Burial of Ugandan Ebola victim shows flash of confrontation

At last, the van with the Ebola victim’s coffin arrived. The woman’s relatives were relieved. But a small group of young people hissed in anger.

They watched the burial team carefully put on protective suits, itching for a fight. They grabbed the rope meant to lower the coffin into the grave and used it as a barrier, blocking the van’s path. One brandished a stick.

“You will not leave this place if you do not bury the coffin and fill the whole place with soil,” he said, wary of contamination.

The second-deadliest Ebola virus outbreak in history has spread this week from eastern Congo into Uganda , and the confrontation as one of the first victims was buried late Thursday was a flash of the community resistance health teams have faced for months over the nearby border.

More than 1,400 people have died since this outbreak was declared in August, and the response has been hampered by misinformation and fear in a region that had never faced Ebola before. Ugandan health workers had long prepared to mount a full-blown response if the virus got past the screening conducted at border posts. Earlier this week, it did.

A family exposed to Ebola while visiting Congo returned home on an unguarded footpath. Some already were showing symptoms. By the time Ugandan authorities who had been alerted by Congolese colleagues found them, a 5-year-old boy was vomiting blood. He was the first to die.

His 50-year-old grandmother, identified by a relative as Agnes Mbambu, was next. Already bleeding, she went straight to a local hospital upon returning to Uganda, relatives and health officials said. On Thursday morning, Ugandan officials confirmed her death.

Burying her took all day and into the night as health workers pulled together the means to do it safely.
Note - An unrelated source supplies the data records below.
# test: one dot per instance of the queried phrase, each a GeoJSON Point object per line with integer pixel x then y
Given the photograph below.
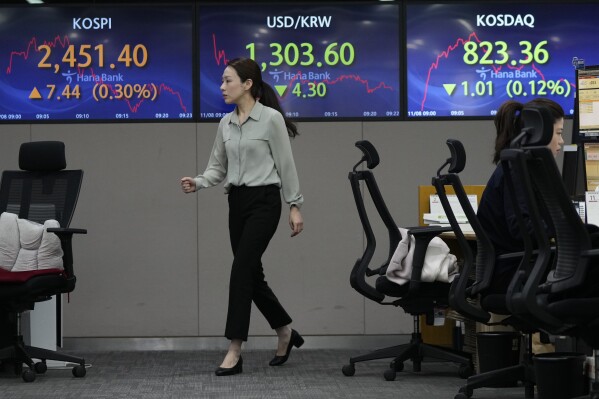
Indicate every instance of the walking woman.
{"type": "Point", "coordinates": [252, 155]}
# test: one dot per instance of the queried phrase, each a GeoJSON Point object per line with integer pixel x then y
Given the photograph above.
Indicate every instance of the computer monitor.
{"type": "Point", "coordinates": [587, 93]}
{"type": "Point", "coordinates": [591, 165]}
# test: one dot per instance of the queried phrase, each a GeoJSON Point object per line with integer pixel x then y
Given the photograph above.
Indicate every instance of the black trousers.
{"type": "Point", "coordinates": [254, 214]}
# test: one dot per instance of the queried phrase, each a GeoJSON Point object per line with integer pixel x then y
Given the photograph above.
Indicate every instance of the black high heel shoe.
{"type": "Point", "coordinates": [237, 369]}
{"type": "Point", "coordinates": [296, 340]}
Ebola can spread quickly via close contact with bodily fluids of those infected. The need for safe burials conflicts with traditional customs of having loved ones wash and dress the corpse. In Congo, that has led to trouble.

In Karambi village on Thursday, however, the tensions came from waiting.
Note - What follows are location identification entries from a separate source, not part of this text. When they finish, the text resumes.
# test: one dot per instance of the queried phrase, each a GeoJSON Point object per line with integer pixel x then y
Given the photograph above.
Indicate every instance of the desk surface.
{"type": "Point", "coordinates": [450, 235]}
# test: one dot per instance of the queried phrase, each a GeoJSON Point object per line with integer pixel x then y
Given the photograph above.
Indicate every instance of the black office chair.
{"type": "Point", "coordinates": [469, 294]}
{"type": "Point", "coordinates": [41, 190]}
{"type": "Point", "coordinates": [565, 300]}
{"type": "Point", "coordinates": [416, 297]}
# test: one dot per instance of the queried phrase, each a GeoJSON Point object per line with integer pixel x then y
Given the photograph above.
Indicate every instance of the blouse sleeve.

Somber men sat on wooden chairs in a relative’s compound. Five women, professional mourners, rested in the grass. But as dusk arrived there was no sign of the burial team, even though Ugandan authorities hours earlier issued a statement saying the woman was already buried. The idea of a nighttime funeral felt disgraceful.

“This is not right,” said the victim’s brother, Gaspari Kinyama, surveying the burial site among some coffee trees. “At least she is going to be buried here among her people. She has that right.”

At 7:30 p.m. the funeral procession arrived. Tensions grew as the burial team changed into protective suits in the glow of car lights. When the team’s leader didn’t commit to covering the coffin with soil to the young men’s satisfaction — it was not clear why — the confrontation almost ended in violence.

Ugandan authorities are now trying to keep Ebola from spreading by tracking everyone who had contact with the infected family. At least 27 such people have been identified, the health ministry said.

Community participation is key, and the coming days will test Uganda’s ability to contain the virus in an area that is a hotbed of anti-government sentiment. Kasese, the town nearest the outbreak, has been tense since the central government jailed a popular traditional leader in late 2016, accusing him of trying to form a breakaway republic.

Days ago, the leader’s mother died. Her funeral is expected this weekend. Now the government says it is restricting public gatherings in order to contain Ebola, which could lead to anger among those who wanted to meet and mourn.

Although Uganda has faced multiple Ebola outbreaks in the past, this is the first time this mountainous area has experienced the virus. That’s echoed across the border in eastern Congo, where some wary residents have attacked or fled from health workers.

Some people here are suspicious as well.

The burial of Mbambu, Uganda’s second Ebola victim, originally was meant to take place some 20 kilometers (12 miles) away, near her father’s grave. But the local community rejected her, said Rhoda Katsumbiro, a resident of the village where her coffin now rests.

“The family members there, they thought they would be affected,” Katsumbiro said. “They feared. We had to bring her here.”